Ela sorriu novamente, complacente desta vez. “Logo no início, o personagem principal… nosso Holmes da Idade Média, descobre a raça e o nome de um cavalo apenas por indícios físicos e geográficos. Por Deus, ele descobre que a confusão era sobre um cavalo, em primeiro lugar, sem qualquer dica. Fantástico, se você me perguntar. E tudo por causa de um sorriso. Mas eu divago. O que me resta com essas duas cartas é justamente interpretar os indícios. Eu vejo uma força muito poderosa em seu passado, algo que fazia seu mundo girar como o sol para o mundo de Galileu. Era algo centralizador, talvez um catalizador de todas as suas ações.” Ela se calou e me observou. “Essa força… ela normalmente se revela como um grande objetivo. Você me cita algo e eu posso mostrar a Força. Um Jedi, se quiser. Escrever um livro, ser presidente, deitar com cem mulheres. Dinheiro, fama, poder ou”, apontou para a marca branca que rodeava meu dedo anular, “amor. Você está divorciado. Pelo menos separado. É o seu eclipse, estou certa?”
Concordei com a cabeça. Eu sentia falta de Laura. Laura, meu mundo, minha paixão. No final, minha queda.
“Agora, a Lua. Era tudo uma imagem daquilo que você desejava. Seus olhos viam nela o que você queria, não o que era. Talvez fosse interesse ou necessidade, mas nunca amor de verdade. Agora você está aqui, um homem com o coração partido, um Louco que procura por sofrimento, por solidão. Vamos ver o que aconteceu. Puxe outra carta.”

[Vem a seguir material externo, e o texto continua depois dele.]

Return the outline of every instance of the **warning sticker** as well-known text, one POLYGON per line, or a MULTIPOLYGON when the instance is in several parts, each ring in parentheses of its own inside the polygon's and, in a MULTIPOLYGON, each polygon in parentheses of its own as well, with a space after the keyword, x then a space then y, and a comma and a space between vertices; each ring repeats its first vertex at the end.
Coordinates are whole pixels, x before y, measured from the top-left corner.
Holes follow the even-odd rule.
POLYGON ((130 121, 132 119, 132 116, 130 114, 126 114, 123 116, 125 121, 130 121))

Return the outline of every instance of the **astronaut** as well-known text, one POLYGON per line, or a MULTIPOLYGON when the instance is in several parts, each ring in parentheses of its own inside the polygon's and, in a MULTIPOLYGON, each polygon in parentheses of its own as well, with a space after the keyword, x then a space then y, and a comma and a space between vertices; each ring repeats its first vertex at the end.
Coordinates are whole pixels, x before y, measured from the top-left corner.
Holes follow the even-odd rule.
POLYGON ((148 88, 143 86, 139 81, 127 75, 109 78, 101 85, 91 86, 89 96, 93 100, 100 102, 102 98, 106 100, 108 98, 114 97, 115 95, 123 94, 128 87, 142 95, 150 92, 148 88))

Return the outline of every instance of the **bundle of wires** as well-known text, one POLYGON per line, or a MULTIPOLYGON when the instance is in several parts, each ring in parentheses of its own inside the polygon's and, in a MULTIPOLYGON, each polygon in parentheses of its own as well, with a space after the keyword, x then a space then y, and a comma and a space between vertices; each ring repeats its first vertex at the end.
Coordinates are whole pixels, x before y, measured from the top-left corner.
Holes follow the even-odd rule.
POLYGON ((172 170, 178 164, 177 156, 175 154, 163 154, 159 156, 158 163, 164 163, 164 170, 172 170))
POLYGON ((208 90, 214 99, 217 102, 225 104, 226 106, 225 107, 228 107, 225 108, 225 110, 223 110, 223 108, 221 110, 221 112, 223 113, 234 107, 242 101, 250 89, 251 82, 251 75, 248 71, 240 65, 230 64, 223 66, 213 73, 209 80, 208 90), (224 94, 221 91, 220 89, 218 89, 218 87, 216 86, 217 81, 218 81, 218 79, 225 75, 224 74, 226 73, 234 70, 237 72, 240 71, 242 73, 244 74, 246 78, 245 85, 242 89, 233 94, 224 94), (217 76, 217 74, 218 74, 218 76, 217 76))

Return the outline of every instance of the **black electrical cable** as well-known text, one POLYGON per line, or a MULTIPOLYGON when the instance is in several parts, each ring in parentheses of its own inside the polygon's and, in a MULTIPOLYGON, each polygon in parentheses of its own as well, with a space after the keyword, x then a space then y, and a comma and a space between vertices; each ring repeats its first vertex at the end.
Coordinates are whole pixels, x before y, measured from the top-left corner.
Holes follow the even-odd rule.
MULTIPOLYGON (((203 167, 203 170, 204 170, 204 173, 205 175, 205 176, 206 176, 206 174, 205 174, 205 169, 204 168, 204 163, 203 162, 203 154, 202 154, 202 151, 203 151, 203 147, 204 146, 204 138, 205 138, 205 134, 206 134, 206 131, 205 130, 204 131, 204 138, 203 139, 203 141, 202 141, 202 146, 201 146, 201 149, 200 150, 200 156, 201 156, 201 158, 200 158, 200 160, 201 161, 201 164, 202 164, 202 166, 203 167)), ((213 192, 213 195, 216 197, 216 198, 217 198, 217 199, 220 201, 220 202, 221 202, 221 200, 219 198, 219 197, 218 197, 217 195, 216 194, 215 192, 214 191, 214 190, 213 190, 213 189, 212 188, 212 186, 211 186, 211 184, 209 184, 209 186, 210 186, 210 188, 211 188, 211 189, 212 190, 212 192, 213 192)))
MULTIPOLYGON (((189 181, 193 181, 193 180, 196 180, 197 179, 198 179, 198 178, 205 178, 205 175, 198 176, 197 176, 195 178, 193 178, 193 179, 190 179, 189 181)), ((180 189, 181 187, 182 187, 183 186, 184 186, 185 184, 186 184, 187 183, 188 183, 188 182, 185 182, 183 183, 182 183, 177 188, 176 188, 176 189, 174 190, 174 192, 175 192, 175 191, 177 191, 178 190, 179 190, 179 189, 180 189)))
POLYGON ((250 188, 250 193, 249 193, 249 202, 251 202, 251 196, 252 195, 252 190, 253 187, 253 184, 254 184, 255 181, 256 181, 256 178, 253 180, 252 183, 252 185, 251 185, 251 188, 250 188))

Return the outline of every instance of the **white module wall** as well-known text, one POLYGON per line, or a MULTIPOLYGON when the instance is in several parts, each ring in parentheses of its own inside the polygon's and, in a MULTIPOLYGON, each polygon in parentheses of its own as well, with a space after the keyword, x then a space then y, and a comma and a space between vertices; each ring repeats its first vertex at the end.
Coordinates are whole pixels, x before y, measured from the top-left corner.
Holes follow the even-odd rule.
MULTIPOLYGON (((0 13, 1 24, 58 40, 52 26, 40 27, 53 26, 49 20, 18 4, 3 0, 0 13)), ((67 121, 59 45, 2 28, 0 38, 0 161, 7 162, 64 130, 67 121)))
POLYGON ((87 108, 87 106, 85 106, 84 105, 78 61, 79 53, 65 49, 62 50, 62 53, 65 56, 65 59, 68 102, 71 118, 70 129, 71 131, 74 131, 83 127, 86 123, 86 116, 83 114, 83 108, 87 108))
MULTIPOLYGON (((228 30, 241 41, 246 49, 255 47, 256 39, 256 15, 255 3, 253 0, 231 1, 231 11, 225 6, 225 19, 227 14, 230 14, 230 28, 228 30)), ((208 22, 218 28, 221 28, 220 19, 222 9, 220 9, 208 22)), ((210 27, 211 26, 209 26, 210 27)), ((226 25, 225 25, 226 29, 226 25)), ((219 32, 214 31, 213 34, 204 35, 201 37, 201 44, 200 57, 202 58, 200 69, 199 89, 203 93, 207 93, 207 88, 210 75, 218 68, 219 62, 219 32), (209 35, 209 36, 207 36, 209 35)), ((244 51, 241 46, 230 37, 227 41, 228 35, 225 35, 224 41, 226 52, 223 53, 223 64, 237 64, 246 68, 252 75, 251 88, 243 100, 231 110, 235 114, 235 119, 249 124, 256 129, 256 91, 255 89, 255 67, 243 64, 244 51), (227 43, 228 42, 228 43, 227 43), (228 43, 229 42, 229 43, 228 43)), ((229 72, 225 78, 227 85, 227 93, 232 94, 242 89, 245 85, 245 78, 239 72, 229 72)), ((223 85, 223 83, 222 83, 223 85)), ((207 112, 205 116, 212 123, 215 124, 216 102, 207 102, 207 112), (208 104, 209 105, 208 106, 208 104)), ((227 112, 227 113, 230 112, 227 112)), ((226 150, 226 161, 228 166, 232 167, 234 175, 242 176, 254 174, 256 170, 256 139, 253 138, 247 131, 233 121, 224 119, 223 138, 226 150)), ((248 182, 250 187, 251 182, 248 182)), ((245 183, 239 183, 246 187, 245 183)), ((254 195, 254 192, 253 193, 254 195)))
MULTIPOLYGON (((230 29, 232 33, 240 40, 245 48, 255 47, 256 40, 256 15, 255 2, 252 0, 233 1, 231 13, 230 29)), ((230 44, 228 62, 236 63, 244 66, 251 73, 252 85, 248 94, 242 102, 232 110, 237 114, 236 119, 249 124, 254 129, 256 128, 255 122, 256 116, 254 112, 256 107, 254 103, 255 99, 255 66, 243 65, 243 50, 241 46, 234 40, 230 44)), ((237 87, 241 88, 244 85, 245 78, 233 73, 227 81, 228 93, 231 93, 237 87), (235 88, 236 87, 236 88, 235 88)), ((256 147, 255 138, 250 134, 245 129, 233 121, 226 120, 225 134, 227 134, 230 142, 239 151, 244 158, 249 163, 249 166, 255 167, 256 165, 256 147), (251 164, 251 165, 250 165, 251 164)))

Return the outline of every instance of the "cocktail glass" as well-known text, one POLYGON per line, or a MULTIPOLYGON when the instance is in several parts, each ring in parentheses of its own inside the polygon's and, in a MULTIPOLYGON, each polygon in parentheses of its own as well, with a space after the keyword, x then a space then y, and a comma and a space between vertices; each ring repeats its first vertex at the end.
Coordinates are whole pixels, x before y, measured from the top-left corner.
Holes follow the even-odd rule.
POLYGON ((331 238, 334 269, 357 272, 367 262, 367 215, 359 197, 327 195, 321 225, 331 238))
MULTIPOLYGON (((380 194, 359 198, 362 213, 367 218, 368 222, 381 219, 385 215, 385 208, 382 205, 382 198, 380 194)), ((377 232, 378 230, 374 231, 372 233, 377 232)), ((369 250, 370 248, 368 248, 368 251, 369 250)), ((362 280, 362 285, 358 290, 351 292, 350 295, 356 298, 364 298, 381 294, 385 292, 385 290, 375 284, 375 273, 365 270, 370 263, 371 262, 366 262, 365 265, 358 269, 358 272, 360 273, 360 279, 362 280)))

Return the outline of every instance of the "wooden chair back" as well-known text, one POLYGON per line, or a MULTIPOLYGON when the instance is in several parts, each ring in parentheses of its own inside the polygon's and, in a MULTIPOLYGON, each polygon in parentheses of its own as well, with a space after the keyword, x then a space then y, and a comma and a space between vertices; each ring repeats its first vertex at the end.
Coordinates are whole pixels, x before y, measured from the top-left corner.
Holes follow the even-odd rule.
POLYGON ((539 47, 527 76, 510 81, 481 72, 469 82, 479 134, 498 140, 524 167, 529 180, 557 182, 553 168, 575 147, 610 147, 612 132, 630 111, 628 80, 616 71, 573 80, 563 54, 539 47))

Não queria continuar com a loucura daquela mulher. Ela estava cutucando com unhas afiadas as minhas feridas que ainda sangravam, para começar. O pior é que ela estava se divertindo com aquilo. Eu podia me levantar e ir embora, podia simplesmente abrir a minha boca como se estivesse em um bar e derramar a minha história triste para ela, explicar como essa sombra crescia em meu coração e como, centímetro por centímetro, eu deixava a noite tomar conta de quem era, deixava a bruma envolver minha mente. Estava entrando em piloto automático e revelando uma pessoa estranha que vivia em mim. Uma pessoa cruel. Medo. Acho que foi essa a cola que me deixou preso naquele banco. E, caro leito, eu estava aterrorizado.

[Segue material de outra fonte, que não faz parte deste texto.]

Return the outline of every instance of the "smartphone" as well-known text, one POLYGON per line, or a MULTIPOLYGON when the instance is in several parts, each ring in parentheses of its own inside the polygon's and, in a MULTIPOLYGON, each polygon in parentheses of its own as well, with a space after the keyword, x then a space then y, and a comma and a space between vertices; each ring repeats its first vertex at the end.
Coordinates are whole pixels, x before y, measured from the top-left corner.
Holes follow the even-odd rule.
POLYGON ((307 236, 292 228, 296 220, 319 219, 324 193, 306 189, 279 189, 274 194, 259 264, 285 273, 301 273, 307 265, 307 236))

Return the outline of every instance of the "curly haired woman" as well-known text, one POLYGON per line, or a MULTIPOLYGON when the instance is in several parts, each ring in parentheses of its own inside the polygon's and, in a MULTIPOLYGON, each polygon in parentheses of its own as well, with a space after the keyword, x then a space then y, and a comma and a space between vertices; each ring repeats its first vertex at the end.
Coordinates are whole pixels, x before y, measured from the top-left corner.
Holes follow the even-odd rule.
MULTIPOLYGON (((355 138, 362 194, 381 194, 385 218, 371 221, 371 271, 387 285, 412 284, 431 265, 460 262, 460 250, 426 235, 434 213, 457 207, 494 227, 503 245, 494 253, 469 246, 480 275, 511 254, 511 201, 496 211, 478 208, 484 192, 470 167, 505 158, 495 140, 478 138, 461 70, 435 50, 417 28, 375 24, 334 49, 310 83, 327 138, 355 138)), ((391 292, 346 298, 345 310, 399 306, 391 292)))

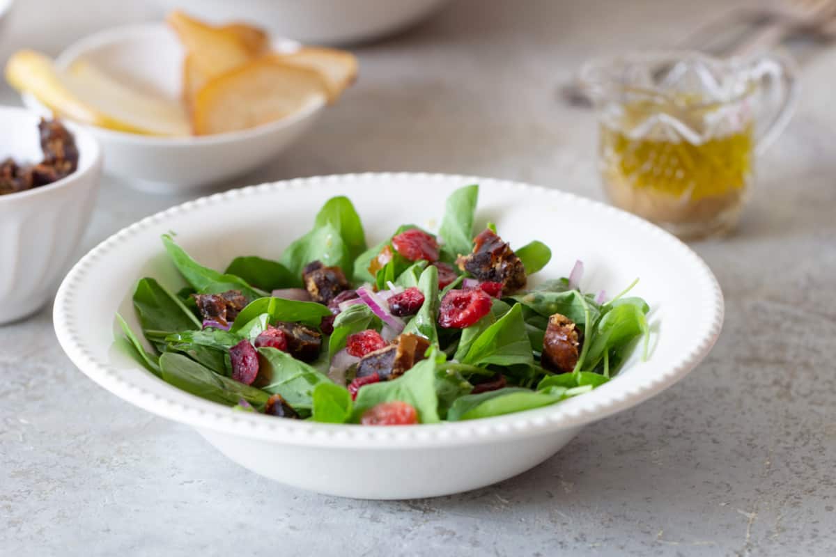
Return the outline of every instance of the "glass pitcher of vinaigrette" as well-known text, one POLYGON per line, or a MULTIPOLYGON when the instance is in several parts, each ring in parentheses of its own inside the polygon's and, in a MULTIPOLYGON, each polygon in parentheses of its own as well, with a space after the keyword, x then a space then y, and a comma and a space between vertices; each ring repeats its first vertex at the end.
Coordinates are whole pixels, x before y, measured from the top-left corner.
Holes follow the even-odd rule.
POLYGON ((724 234, 749 195, 755 156, 797 95, 792 58, 698 53, 594 60, 581 81, 599 111, 599 165, 614 205, 682 238, 724 234))

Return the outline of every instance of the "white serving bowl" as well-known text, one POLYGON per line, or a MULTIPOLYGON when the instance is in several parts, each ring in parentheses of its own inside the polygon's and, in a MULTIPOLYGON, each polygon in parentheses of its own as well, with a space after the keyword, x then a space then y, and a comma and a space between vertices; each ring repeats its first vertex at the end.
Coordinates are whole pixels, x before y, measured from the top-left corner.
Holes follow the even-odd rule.
MULTIPOLYGON (((273 46, 288 51, 298 45, 281 39, 273 46)), ((180 98, 183 49, 163 24, 97 33, 64 50, 56 63, 67 68, 82 57, 140 89, 180 98)), ((33 95, 24 94, 23 99, 39 114, 51 114, 33 95)), ((216 135, 165 138, 85 127, 101 143, 106 172, 141 190, 182 192, 246 174, 273 160, 308 129, 324 105, 323 98, 281 120, 216 135)))
MULTIPOLYGON (((24 109, 0 107, 0 160, 18 164, 43 159, 38 117, 24 109)), ((55 291, 79 246, 101 175, 101 150, 79 126, 79 167, 48 185, 0 195, 0 324, 34 313, 55 291)))
POLYGON ((246 21, 303 43, 347 44, 405 29, 448 0, 158 0, 216 23, 246 21))
MULTIPOLYGON (((366 499, 405 499, 472 489, 548 458, 584 425, 620 412, 681 379, 713 346, 723 299, 706 264, 661 229, 613 207, 553 190, 472 176, 364 174, 298 179, 232 190, 158 213, 102 242, 69 272, 55 300, 59 340, 91 379, 149 412, 194 427, 242 466, 283 484, 366 499), (435 229, 446 196, 482 185, 477 220, 495 222, 512 246, 538 239, 553 257, 538 280, 585 262, 585 289, 635 289, 652 307, 650 357, 635 354, 613 381, 554 406, 498 418, 412 427, 364 427, 236 412, 161 381, 115 348, 114 315, 139 330, 137 280, 183 284, 164 253, 169 230, 204 264, 278 257, 309 230, 322 203, 354 201, 367 240, 404 222, 435 229), (207 225, 206 223, 211 223, 207 225), (567 234, 567 231, 570 234, 567 234)), ((640 352, 638 351, 638 352, 640 352)))

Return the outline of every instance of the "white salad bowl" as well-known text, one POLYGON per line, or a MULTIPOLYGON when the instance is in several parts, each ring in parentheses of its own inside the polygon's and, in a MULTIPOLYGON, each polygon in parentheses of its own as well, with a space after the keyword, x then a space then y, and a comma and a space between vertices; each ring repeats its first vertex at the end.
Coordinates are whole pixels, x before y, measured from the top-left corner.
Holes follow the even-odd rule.
MULTIPOLYGON (((277 39, 273 48, 292 51, 293 41, 277 39)), ((59 55, 68 68, 84 58, 140 90, 171 99, 181 91, 183 48, 163 24, 130 25, 83 38, 59 55)), ((30 94, 23 104, 42 114, 51 112, 30 94)), ((102 145, 104 170, 140 190, 183 192, 234 178, 278 155, 315 121, 324 97, 287 118, 242 131, 214 135, 166 138, 85 126, 102 145)))
MULTIPOLYGON (((512 182, 425 174, 298 179, 228 191, 169 209, 122 230, 85 256, 55 300, 55 331, 70 359, 99 385, 149 412, 194 427, 233 461, 283 484, 364 499, 406 499, 472 489, 545 460, 581 428, 674 384, 720 333, 723 298, 706 264, 661 229, 613 207, 512 182), (651 306, 650 357, 634 354, 615 378, 558 404, 497 418, 406 427, 316 423, 232 410, 161 381, 115 343, 115 314, 135 330, 131 294, 142 276, 185 285, 160 240, 173 230, 197 261, 223 268, 235 256, 277 258, 310 229, 324 200, 346 195, 370 243, 400 225, 436 230, 446 197, 481 185, 477 224, 496 223, 512 246, 550 246, 533 282, 584 261, 584 290, 610 296, 636 277, 651 306), (207 224, 210 223, 210 224, 207 224), (571 234, 568 233, 570 231, 571 234)), ((637 350, 640 352, 641 350, 637 350)))
MULTIPOLYGON (((43 159, 39 119, 25 109, 0 107, 0 160, 43 159)), ((84 129, 64 122, 75 137, 79 166, 47 185, 0 195, 0 324, 34 313, 55 291, 87 229, 99 190, 102 157, 84 129)))

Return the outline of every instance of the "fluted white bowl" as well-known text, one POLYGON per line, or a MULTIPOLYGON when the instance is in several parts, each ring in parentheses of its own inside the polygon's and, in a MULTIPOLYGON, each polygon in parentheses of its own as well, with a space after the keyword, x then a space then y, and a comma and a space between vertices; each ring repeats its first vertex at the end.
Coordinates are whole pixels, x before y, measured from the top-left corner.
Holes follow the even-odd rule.
MULTIPOLYGON (((239 464, 276 481, 321 493, 405 499, 472 489, 523 472, 553 454, 581 428, 660 392, 708 353, 723 316, 714 276, 685 244, 645 220, 556 190, 502 180, 425 174, 298 179, 233 190, 143 219, 85 256, 55 298, 55 332, 69 358, 125 401, 195 428, 239 464), (236 412, 158 379, 114 343, 115 314, 139 330, 131 292, 141 276, 173 290, 182 281, 160 235, 170 230, 198 261, 222 269, 233 257, 277 257, 310 229, 322 203, 345 195, 374 244, 404 222, 435 230, 444 199, 478 183, 477 221, 497 224, 512 246, 538 239, 552 261, 533 278, 586 265, 584 289, 634 293, 652 308, 650 357, 634 354, 612 381, 553 406, 481 420, 368 427, 236 412), (570 230, 571 234, 567 234, 570 230)), ((637 351, 640 352, 641 351, 637 351)))
MULTIPOLYGON (((18 163, 43 158, 38 117, 0 107, 0 159, 18 163)), ((55 291, 93 211, 101 175, 99 144, 84 129, 64 123, 75 136, 79 168, 63 180, 0 195, 0 324, 34 313, 55 291)))

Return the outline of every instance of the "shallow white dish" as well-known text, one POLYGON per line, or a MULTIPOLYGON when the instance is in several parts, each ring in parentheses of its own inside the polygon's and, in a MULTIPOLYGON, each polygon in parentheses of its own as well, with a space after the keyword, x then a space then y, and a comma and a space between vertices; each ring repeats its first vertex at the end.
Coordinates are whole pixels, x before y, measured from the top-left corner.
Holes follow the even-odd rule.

“Ah”, seu rosto se iluminou. “El Diablo. Entendo. Tentação, destino… o que você quiser chamar. Clichê?”
“Sim”, respondi com uma voz fraca. De repente, minha garganta estava seca. “O maior clichê, na verdade. Ela me começou a dormi-”

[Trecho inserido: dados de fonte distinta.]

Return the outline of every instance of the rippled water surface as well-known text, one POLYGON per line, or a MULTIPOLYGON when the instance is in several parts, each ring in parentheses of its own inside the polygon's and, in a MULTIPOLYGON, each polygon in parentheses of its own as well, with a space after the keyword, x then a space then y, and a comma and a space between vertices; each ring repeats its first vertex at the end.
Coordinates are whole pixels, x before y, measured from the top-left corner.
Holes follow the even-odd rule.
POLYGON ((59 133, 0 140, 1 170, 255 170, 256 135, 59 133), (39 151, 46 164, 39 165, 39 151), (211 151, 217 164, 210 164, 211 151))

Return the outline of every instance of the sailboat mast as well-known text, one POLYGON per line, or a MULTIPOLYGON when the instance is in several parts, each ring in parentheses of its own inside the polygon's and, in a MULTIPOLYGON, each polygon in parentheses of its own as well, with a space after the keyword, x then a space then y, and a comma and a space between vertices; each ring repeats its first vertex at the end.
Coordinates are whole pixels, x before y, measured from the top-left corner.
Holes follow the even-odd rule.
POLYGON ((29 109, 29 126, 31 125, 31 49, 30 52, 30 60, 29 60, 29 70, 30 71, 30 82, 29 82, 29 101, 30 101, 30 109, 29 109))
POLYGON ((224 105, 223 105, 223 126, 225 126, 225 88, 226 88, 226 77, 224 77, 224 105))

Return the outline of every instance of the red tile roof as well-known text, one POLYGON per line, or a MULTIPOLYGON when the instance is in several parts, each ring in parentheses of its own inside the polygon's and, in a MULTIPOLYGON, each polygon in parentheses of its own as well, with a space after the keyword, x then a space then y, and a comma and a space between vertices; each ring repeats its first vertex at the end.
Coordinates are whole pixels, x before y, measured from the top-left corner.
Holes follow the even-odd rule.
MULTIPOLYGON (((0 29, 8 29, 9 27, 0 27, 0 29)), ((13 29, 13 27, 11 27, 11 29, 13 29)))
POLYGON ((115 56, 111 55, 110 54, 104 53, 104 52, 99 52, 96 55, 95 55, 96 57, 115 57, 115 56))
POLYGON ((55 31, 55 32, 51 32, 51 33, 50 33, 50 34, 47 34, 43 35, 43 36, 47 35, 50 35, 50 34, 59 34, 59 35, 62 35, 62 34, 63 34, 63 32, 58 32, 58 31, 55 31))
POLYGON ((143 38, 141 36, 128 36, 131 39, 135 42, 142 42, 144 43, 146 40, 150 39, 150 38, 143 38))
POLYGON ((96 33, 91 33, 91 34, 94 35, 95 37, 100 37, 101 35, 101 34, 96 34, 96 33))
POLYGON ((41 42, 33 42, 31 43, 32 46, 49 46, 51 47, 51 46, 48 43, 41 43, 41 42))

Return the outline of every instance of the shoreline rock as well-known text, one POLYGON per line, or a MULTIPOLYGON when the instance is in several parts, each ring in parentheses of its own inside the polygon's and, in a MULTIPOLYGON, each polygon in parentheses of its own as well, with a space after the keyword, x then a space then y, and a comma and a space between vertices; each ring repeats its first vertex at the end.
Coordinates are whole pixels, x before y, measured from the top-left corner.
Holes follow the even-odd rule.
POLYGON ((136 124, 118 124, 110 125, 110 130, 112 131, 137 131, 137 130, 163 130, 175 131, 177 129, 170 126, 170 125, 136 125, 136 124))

A mulher ergueu a mão e me interrompeu. “O passado não é uma ciência exata e sua história é desnecessária e estou aqui para te lembrar do que aconteceu, Jó. Apenas sei o seu nome. As cartas me contaram, ou os pássaros, se preferir. Sua história é sua e sua apenas. O diabo aconteceu, talvez literalmente. Você era feliz, tinha sua vida protegia e vivia o sonho, com uma bela mulher e toda a felicidade que um homem poderia experimentar. Isso foi antes, antes de se tornar no Louco. Cristal, é como vejo seu passado agora: transparente como cristal. Não os fatos, os fatos pouco importam para mim, Jó. Eu vejo as cristas, as ondas, o impacto dos fatos. Eu vejo seu cavalo, sua cor e nome, por assim dizer.” Ela se levantou num ímpeto que me assustou. Se estivesse segurando um sorvete, o teria derrubado. Karma, talvez; coincidência, provavelmente. “Estou atrasada. Mas ofereço uma última carta. Quando você olha tempo o suficiente para o passado, Jó, o futuro se conquista facilmente, como uma meretriz bêbada. Talvez a próxima carta revele seu futuro. Talvez eu seja uma louca que você conheceu na praça. Me chame de louca, me chame de Clio, me chame de bruxa. Mas vá em frente, pegue uma última vez.”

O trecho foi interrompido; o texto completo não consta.